Yuka dénonce les géants de l’agroalimentaire qui veulent semer le doute sur le Nutri-Score.
Depuis son lancement en 2017, l’application Yuka, fondée par Julie Chapon, a fait face à une multitude de mises en demeure émanant de grandes entreprises du secteur alimentaire. « Chaque fois, ce sont des industriels mécontents de la note attribuée à leurs produits qui tentent de nous faire pression pour que nous la supprimions ou la modifions », déclare Julie Chapon. Cette stratégie d’intimidation vise à remettre en question la crédibilité de l’application.
Yuka, symbole d’une nouvelle ère de transparence alimentaire, a su s’imposer en France et à l’international. Avec plus de 85 millions de téléchargements, dont 22 millions en France, l’application permet aux consommateurs de scruter les informations nutritionnelles des produits transformés, souvent peu claires.
Au printemps dernier, Intermarché a annoncé qu’il afficherait le « score » de tous ses produits sous marque de distributeur. Ce lundi, un rapport a été publié en collaboration avec Serge Hercberg, nutritionniste et créateur du Nutri-Score, et Mathilde Touvier, directrice de recherche à l’Inserm, spécialisée en nutrition.

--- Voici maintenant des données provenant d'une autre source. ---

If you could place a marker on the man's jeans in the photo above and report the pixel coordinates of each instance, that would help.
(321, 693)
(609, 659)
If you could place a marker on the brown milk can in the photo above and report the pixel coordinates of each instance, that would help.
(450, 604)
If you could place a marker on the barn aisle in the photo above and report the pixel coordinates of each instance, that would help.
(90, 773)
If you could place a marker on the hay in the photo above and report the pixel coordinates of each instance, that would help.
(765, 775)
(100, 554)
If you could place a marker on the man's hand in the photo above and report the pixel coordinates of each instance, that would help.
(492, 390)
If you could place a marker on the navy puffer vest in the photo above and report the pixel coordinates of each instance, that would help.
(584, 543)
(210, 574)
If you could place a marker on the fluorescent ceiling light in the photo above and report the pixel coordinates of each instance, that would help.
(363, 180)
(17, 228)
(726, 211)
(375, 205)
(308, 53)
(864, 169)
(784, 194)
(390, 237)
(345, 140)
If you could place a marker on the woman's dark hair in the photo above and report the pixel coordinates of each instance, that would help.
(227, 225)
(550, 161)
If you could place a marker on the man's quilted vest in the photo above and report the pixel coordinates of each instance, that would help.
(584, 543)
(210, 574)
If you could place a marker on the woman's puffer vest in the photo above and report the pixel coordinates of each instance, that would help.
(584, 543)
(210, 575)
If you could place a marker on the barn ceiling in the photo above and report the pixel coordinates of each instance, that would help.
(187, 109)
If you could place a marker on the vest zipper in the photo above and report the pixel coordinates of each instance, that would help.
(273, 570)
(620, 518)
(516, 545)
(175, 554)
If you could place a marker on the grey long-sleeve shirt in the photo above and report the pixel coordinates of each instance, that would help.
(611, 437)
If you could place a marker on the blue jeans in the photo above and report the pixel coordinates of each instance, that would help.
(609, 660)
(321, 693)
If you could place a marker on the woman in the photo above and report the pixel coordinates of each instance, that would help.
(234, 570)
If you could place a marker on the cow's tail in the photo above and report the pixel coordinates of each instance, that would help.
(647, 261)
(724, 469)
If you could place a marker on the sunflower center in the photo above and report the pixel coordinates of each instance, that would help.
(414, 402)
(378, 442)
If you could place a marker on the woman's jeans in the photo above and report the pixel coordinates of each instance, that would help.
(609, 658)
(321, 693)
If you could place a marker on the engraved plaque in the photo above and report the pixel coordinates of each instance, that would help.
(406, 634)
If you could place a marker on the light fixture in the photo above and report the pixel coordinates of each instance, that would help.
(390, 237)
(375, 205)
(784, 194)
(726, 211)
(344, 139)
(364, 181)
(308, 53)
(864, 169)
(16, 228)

Dans ce rapport, les auteurs mettent en lumière les tactiques employées par l’agro-industrie pour discréditer leurs travaux. « Nous faisons tous le même constat : nous subissons des pressions similaires de la part des mêmes acteurs. De grandes entreprises tentent de retarder l’implémentation d’outils de transparence comme le Nutri-Score. Leur objectif est de semer le doute », souligne Chapon.
Les auteurs critiquent également les actions discrètes menées par des fédérations industrielles, telles que l’Association nationale des industries alimentaires (ANIA), qui défend les intérêts de marques bien connues, comme Lactalis ou Ferrero, sans jamais se dévoiler publiquement.
Face aux ressources financières considérables de ces entreprises, les chercheurs et nutritionnistes peinent à se faire entendre. Par exemple, le lobby de la charcuterie a intenté un procès à Yuka, l’accusant d’avoir qualifié les nitrites de substances « cancérigènes ». Bien que l’application ait été condamnée en première instance, elle a finalement triomphé en appel, mais cette bataille juridique lui a coûté 500 000 euros et trois ans de stress.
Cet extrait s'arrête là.